Screen Shot 2015-08-16 at 5.04.50 PMSilver Bullets: A Guide to Initiative Problems, Adventure Games, & Trust Activities is another resource for activities that help students come together and appreciate one another’s strengths.

The next time you are at school, do an archeological dig in your library’s stacks and see if you can unearth these still-relevant gems from an earlier time. They are packed with ideas to use as is or to adapt for your own situation.

 

Personalization, individualized learning, and differentiation.  These concepts each have some unique characteristics, but they all focus on creating a classroom where one-size-lesson-plans do not cut it. Organizing classroom routines, grading, and structuring learning environments in these ways can be quite daunting.  Dr. Carol Ann Tomlinson, herself a former middle school teacher, has led the way in writing about classrooms that meet individual learning needs.  Check out one of her books for ideas that you can adapt to your particular situation.
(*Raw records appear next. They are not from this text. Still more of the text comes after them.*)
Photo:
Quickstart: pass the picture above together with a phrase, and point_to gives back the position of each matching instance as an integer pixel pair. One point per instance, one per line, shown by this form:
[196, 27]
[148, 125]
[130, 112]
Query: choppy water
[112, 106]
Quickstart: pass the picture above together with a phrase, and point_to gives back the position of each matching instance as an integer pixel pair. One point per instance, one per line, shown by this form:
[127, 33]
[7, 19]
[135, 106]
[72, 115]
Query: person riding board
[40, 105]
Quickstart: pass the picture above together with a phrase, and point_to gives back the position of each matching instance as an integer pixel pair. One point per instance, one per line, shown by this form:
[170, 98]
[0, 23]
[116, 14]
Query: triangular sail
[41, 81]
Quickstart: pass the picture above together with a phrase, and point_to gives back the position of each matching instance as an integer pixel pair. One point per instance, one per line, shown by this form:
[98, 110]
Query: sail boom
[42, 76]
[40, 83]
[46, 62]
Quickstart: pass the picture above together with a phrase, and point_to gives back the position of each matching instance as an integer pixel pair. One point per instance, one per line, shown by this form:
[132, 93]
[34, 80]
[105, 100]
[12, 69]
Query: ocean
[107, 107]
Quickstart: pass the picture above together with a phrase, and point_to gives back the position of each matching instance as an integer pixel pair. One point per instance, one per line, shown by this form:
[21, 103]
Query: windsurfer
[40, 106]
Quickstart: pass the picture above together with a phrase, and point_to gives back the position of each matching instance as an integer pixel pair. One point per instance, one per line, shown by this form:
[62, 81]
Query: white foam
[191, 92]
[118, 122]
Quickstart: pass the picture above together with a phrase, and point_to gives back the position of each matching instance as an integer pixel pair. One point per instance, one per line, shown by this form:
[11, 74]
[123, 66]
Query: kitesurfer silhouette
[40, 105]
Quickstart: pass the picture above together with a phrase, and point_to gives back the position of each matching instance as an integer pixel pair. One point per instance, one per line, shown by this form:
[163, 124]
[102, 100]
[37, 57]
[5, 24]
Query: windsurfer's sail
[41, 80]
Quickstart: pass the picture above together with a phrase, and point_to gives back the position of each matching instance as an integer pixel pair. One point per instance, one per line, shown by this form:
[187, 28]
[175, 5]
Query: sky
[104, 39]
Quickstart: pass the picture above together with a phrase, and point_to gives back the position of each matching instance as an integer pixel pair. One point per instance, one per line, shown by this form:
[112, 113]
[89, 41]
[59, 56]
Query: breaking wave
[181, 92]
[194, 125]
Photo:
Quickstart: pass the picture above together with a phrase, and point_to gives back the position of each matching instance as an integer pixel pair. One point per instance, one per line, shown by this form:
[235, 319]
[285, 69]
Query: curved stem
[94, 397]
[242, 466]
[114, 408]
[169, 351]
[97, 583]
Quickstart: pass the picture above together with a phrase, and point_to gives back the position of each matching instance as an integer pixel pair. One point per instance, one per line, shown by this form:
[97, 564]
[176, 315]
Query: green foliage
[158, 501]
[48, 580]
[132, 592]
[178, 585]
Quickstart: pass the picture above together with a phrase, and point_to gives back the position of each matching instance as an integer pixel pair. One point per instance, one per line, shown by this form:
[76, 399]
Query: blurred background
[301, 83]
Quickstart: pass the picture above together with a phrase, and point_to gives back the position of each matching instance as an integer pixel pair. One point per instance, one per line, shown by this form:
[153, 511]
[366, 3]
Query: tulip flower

Carol Ann Tomlinson titles
Carol Ann Tomlinson titles

 

MaineMaine Studies: In 1989 The Maine Literature Project published Maine Speaks: An Anthology of Maine Literature.  Its intended audience was middle and high school students, and its purpose was to provide Maine students access to the rich and varied literary heritage of our state. Authors and peoples represented include:

• The Wabanaki

• Edna St. Vincent Millay

• Sarah Orne Jewett

• The Passamaquoddy

• French immigrants

• Factory workers

• Fishing, farming, and lumbering families

• Marsden Hartley

Organized by the themes of Identity, Nature, Work, Communities, and Origins, these pieces are rich in history, voice, and texture—authentic pieces of Maine life for the 2015 classroom.

So…take a walk on the wild side and detach yourself from the digital world.  Visit the professional resources section of your school library and shop for free. You just might be surprised by what you find!